Tal medida se deve a alguns fatos:
1) Em dezembro de 2013, com a previsão do término das Contratações vinculadas aos Telecentros, SES publicou pregão eletrônico para licitar serviços de operação e manutenção dos Telecentros;
2) Em razão de representações apresentadas perante o E. Tribunal de Contas do Município, a licitação foi suspensa por determinação dessa Corte em 23/01/14;
SES manifestou-se imediatamente sobre as representações, contudo, a Licitação permaneceu suspensa;
3) Neste interim houve auditoria dos Órgãos Técnicos do TCM que apontaram inconsistências no processo licitatório;
4) Diante dos referidos apontamentos, a SES decidiu revogar a Licitação e alterar substancialmente o Termo de Referência que delineia todo o escopo da futura contratação;
5) Para não haver solução de continuidade, SES decidiu prorrogar temporariamente os contratos com a empresa Zênega e o Instituto Idort, responsáveis pela manutenção técnica, logística, operação e conteúdo dos Telecentros.
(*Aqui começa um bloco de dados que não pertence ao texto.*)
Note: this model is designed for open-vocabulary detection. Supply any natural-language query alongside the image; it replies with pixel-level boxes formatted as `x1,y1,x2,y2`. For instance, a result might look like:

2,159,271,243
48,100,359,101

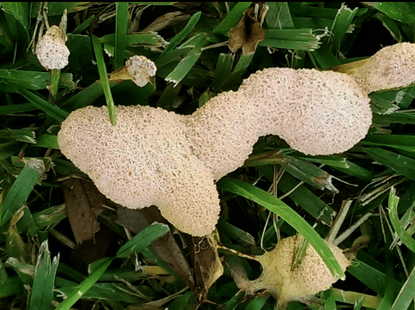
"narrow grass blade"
19,88,68,122
56,258,114,310
265,2,295,29
100,32,167,47
29,241,59,310
72,15,95,34
0,103,37,115
362,2,415,24
256,166,336,226
0,276,25,298
259,29,321,51
332,288,381,309
156,12,202,62
92,35,117,126
361,135,415,152
1,2,29,42
0,159,45,227
116,223,169,258
388,187,415,253
213,2,252,36
366,148,415,180
390,267,415,310
165,33,207,86
331,3,357,53
0,69,72,90
114,2,128,69
33,134,59,150
211,53,235,89
217,177,345,278
56,223,169,310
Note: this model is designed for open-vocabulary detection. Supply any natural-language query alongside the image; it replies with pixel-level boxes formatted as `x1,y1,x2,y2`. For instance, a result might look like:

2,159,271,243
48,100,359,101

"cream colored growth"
58,44,415,236
36,25,70,70
352,42,415,94
243,235,351,305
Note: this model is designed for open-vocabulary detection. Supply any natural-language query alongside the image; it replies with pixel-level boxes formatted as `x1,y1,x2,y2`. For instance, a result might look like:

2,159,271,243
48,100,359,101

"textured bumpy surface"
125,55,157,87
58,106,220,236
36,25,70,70
58,68,372,236
352,42,415,94
238,68,372,155
247,235,351,303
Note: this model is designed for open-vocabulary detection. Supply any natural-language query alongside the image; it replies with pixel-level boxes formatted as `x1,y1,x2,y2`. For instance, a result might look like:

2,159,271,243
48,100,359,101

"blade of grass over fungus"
29,241,59,310
0,159,45,227
365,148,415,180
19,88,69,122
165,33,207,86
265,2,295,29
388,187,415,253
213,2,252,36
217,177,345,278
91,35,117,126
56,223,169,310
114,2,128,69
331,3,357,53
259,29,321,51
156,12,202,63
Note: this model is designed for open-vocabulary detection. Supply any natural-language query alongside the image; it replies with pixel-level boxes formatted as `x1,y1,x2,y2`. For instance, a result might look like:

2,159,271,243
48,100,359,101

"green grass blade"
1,2,29,42
33,134,59,150
259,29,321,51
366,148,415,180
217,177,345,278
0,276,25,298
92,35,117,126
361,135,415,152
56,258,114,310
165,33,207,86
19,88,68,122
0,159,45,227
331,3,357,53
390,267,415,310
29,241,59,310
213,2,252,36
156,12,202,62
265,2,295,29
388,187,415,253
114,2,128,69
116,223,169,258
72,15,95,34
364,2,415,24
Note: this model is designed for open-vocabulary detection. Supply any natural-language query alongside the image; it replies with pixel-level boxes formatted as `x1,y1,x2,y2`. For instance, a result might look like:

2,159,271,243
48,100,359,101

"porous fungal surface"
125,55,157,87
246,235,351,305
238,68,372,155
36,25,70,70
58,106,220,236
352,42,415,94
58,68,372,236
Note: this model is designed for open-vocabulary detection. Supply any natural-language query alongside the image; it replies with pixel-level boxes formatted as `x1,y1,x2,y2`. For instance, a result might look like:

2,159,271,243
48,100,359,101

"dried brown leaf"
192,234,223,300
229,8,265,55
63,179,108,244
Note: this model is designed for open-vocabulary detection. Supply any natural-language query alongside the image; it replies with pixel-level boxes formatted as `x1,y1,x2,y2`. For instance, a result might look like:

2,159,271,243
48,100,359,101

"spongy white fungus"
58,46,415,236
36,25,70,70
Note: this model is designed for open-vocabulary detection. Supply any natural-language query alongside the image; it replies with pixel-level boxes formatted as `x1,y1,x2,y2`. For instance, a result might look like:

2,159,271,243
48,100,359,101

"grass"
0,2,415,310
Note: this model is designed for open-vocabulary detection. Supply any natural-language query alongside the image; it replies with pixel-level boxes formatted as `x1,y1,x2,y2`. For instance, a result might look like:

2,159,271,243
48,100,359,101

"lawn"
0,2,415,310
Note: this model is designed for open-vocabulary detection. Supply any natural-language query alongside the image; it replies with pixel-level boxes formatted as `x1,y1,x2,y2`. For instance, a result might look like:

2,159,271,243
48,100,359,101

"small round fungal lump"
36,25,70,70
58,45,415,236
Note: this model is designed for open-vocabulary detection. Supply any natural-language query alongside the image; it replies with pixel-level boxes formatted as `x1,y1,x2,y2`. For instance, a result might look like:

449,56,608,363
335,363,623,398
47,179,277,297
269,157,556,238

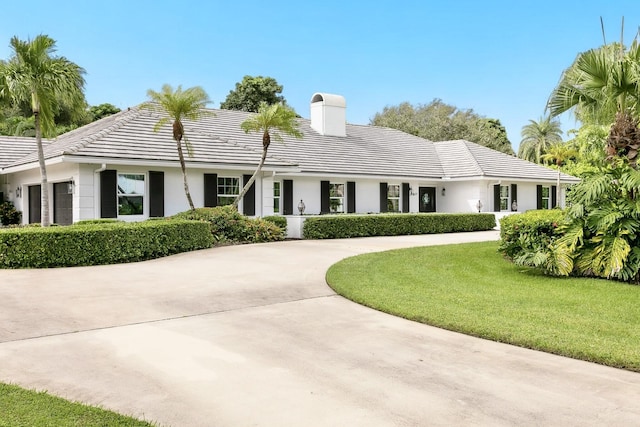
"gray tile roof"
0,107,577,184
0,136,49,168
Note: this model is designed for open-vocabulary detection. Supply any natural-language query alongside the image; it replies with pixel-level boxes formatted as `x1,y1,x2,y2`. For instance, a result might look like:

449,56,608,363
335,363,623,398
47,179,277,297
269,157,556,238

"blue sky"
0,0,640,149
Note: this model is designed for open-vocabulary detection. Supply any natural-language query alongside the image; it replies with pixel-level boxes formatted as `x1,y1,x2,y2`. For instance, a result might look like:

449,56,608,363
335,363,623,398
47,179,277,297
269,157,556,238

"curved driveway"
0,231,640,426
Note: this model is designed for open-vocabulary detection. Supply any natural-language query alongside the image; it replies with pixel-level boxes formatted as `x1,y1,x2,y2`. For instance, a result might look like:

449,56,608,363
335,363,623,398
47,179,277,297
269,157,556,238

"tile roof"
0,107,577,180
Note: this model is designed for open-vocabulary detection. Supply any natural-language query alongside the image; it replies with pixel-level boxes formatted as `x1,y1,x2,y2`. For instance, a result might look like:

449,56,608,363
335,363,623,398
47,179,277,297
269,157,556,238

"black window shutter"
282,179,293,215
380,182,389,212
347,181,356,213
204,173,218,208
536,185,542,209
149,171,164,218
100,169,118,218
320,181,331,214
402,182,409,212
242,175,256,216
493,184,500,212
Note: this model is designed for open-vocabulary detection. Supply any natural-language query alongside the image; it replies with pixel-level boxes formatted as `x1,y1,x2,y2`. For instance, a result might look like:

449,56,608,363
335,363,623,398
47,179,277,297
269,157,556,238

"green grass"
327,242,640,372
0,383,155,427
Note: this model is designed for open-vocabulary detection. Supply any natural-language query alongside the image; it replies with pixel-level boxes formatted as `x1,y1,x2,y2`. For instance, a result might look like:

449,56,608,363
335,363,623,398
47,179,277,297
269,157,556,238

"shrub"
303,214,496,239
500,209,565,267
0,220,213,268
0,201,22,225
262,215,287,235
172,206,285,243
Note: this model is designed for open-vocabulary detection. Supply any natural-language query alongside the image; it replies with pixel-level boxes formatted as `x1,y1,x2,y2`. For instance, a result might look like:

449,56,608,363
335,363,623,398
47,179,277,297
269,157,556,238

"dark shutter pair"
100,169,164,218
320,181,356,214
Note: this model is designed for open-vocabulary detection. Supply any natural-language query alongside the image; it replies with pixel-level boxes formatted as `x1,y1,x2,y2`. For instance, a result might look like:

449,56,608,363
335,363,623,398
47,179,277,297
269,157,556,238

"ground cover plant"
327,242,640,372
0,383,156,427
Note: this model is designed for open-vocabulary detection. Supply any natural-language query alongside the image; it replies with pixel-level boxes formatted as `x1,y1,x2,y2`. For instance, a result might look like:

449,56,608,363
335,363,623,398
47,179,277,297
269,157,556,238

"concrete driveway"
0,231,640,426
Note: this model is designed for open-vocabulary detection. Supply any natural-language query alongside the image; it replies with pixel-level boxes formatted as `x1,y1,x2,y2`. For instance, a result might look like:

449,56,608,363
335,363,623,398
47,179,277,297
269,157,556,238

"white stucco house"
0,93,578,232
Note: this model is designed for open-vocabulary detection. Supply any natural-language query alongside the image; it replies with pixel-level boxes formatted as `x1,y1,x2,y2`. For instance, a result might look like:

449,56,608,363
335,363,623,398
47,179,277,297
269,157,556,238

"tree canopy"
371,99,514,154
220,76,286,113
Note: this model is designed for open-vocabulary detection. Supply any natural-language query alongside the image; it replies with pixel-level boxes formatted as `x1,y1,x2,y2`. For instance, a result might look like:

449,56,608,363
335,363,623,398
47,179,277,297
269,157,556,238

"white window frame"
329,182,347,213
387,184,402,213
500,184,511,212
273,181,282,215
216,176,242,206
116,171,149,220
540,185,551,209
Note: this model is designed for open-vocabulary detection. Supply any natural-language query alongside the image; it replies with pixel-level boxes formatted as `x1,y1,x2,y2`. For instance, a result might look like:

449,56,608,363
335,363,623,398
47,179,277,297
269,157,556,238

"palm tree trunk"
176,141,196,211
233,148,267,209
33,111,49,227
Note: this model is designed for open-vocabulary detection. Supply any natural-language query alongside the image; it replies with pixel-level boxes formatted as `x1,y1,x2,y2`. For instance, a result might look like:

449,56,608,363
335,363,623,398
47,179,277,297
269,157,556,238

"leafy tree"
518,116,562,163
220,76,286,113
541,143,578,206
0,35,85,226
142,84,213,210
371,99,513,154
233,102,302,208
88,103,120,122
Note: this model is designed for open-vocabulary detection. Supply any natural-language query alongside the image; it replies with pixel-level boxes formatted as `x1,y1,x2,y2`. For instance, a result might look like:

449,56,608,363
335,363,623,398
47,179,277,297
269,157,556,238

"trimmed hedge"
303,213,496,239
0,220,213,268
499,209,565,265
172,206,285,243
262,215,287,235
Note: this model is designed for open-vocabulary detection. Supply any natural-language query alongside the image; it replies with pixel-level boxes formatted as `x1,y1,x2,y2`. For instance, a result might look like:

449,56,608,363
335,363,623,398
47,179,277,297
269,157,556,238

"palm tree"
0,34,86,227
541,144,578,207
142,84,214,210
233,102,302,208
518,116,562,163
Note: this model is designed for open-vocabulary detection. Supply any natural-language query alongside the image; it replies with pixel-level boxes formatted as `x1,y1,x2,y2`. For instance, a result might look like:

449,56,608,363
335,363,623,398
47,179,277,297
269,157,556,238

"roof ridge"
58,107,141,154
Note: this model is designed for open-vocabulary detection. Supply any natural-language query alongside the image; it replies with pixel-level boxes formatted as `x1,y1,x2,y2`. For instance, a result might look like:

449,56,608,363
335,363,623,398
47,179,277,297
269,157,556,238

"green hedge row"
303,213,496,239
500,209,565,265
0,220,214,268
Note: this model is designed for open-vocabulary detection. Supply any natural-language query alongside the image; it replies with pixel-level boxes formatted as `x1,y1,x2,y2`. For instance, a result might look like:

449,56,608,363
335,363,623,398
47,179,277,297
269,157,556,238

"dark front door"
418,187,436,212
29,185,41,224
53,182,73,225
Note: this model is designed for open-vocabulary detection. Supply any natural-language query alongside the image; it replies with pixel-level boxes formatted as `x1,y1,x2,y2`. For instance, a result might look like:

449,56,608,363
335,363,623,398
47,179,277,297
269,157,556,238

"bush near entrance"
303,213,496,239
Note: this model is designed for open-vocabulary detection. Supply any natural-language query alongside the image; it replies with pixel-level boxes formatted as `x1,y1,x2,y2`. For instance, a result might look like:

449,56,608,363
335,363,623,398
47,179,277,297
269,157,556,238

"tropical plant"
0,35,86,226
518,116,562,163
220,76,286,113
540,144,578,206
142,84,214,210
233,102,302,208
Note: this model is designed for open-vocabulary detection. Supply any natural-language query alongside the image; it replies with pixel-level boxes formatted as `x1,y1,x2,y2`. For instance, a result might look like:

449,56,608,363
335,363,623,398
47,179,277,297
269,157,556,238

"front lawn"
0,383,155,427
327,242,640,372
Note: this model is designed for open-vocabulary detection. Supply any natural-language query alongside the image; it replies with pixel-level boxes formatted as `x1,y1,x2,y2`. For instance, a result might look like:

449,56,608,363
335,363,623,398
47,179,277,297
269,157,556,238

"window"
218,177,240,206
329,183,344,213
500,185,511,211
387,184,400,212
117,173,144,215
541,187,551,209
273,181,280,214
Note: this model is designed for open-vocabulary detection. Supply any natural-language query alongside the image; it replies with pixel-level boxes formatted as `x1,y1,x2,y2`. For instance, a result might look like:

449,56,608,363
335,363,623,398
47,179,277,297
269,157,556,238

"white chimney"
311,93,347,137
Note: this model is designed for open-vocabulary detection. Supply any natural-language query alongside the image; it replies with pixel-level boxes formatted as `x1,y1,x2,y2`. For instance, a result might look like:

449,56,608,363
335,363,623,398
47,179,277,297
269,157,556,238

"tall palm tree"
233,102,302,208
142,84,214,210
541,144,578,206
0,34,86,227
518,116,562,163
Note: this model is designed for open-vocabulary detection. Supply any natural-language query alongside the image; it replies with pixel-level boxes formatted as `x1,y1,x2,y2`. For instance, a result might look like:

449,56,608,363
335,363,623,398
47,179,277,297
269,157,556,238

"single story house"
0,93,578,236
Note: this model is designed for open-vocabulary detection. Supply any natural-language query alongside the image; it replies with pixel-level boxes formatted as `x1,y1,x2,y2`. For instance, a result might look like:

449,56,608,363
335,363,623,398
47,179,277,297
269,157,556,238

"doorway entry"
418,187,436,212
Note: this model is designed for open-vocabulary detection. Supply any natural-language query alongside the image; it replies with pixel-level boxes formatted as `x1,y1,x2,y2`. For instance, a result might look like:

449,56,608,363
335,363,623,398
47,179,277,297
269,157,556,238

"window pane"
118,196,143,215
118,174,144,194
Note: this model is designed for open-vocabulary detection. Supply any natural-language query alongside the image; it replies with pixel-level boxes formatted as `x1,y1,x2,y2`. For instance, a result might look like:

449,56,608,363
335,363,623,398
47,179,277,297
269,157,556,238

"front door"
418,187,436,212
29,185,42,224
53,182,73,225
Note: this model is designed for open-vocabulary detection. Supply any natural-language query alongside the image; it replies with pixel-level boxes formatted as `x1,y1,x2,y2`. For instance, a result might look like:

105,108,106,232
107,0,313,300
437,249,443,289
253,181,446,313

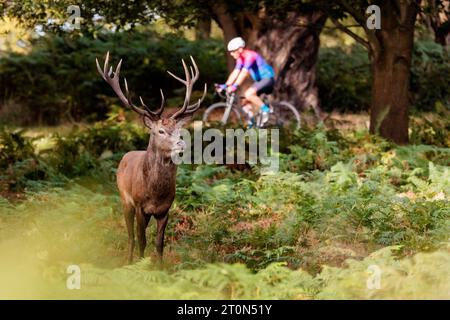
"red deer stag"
96,52,206,263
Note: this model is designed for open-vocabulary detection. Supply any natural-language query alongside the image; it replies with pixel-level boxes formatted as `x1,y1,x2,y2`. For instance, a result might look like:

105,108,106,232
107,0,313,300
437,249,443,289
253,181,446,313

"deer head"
95,51,206,158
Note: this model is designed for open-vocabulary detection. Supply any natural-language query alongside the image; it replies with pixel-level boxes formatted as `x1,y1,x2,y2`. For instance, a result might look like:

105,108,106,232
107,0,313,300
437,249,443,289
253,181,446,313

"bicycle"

A prorrogação com a Zênega se deu em 21/03/2014, por um período de 3 meses (entre 21/03 a 20/6);
6) A prorrogação com o Idort seria autorizada em 31/03/2014, com validade a partir de 01/04/2014. Entretanto, a documentação apresentada pela Entidade estava com a validade vencida, devendo a então contratada apresentar documentação válida e hábil a demonstrar as condições jurídicas para tanto. Ocorre que a Entidade não apresentou documentação que comprovasse a regularidade fiscal Municipal, documento este imprescindível, sem o qual ela não pode contratar com o Poder Público em qualquer das esferas. Assim, a Administração ficou impedida de efetuar a prorrogação. Sem esta formalidade as atividades decorrentes do contrato devem ser encerradas.
Esclarecemos ainda que a Secretaria de Serviços foi surpreendida com a não apresentação da documentação necessária por parte do Idort. Não restando outra alternativa senão a suspensão das atividades dos Telecentros, pois a Entidade era contratualmente responsável pelos profissionais que diariamente mantinham os Telecentros em funcionamento, sejam estes conveniados ou diretos.
Contamos com a compreensão de todos e enfatizamos que faremos todos os esforços para normalizar a situação com a maior brevidade possível.